When I heard “Round and Round” — the first single from Ariel Pink’s Haunted Graffiti’s 4AD debut Before Today — I was floored. I initially described it as “a warmer, fuzzier version of Lansing-Dreiden fully indulging in a Hall & Oates fetish”, and I still stand by those words. “Round and Round” remains one of my favorite songs of 2010, and it really raised my expectations for the album. Sadly, Before Today — listen to the entire album here — doesn’t live up to them.

“Round and Round” is still as great a track as ever, and there a couple of tracks on Before Today (“Beverly Kills”, “Can’t Hear My Eyes”) that come close to its brilliant blend of 80’s soft rock, 70’s AM Gold, twisted lo-fi pop, and funk. However, much of the album is a muddled, incoherent, and underwhelming mess that often lacks the grace and panache that abounds in “Round and “Round.” And the insipid lyrics (“Menopause Man” being the worst offender) only makes things worse.

Part of me thinks that the album might be a grower, but I have a hard time imagining music rendered so intangible by its fixation on musical nostalgia — the entire album is essentially a constant mining of the past for ideas (which isn’t necessarily a bad thing) — having the ability or wherewithal to grow.
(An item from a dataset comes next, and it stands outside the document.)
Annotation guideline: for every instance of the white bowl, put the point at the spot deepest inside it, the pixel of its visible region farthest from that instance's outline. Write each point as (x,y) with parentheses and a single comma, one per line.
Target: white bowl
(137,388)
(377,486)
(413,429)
It’s an immediate listening experience, and it either happens for you or it doesn’t. As for myself, I’ll certainly include “Round and Round” on my year-end mix, but I can take or leave the rest of the album.


“See Birds” by Balam Acab

See Birds - Balam Acab

A few weeks ago, Pitchfork ran a feature titled “Ghosts in the Machine” which looked at the “witch house” genre (which, by the way, ranks right up there with “chillwave” and “glo-fi” as silly genre names go). As a genre, “witch house” artists take dubstep and hip-hop influences, slow the beats down to a molasses-like crawl, layer on plenty of moody, psychedelic atmospherics, and send ghostly, manipulated vocals drifting through the mix. The result is music that is as eerie as it is atmospheric, but with a strangely human quality that is hard to ignore.

There are numerous artists working within the “witch house” genre — Salem, White Ring, oOoOO, Fostercare, xix — but Balam Acab is the one that really gets to me. If Burial sounds like, as one poster on Arts & Faith put it, the sound you hear “when most of the club has emptied out and the strobes and colored lighting are replaced with cold florescence”, then Balam Acab sounds like the ghosts that haunt said club attempting to communicate with the living via drum machines and laptops.

Whereas other “witch house” artists often seem to be trying too hard to be creepy/ominous/whatever, Balam Acab’s music contains a grace and poignancy amidst the darkness that makes it more affecting than evil. “See Birds” (listen to it here) sounds like it was recorded about a mile beneath the surface of the ocean, and it moves with the sort of slow-motion grace that accompanies underwater movement. At the same time, there’s a fragility in the tweaked vocals and exotic dulcimer-esque tones implying that the water pressure is threatening to slowly crush the proceedings to nothing — which only adds to the track’s haunting immediacy.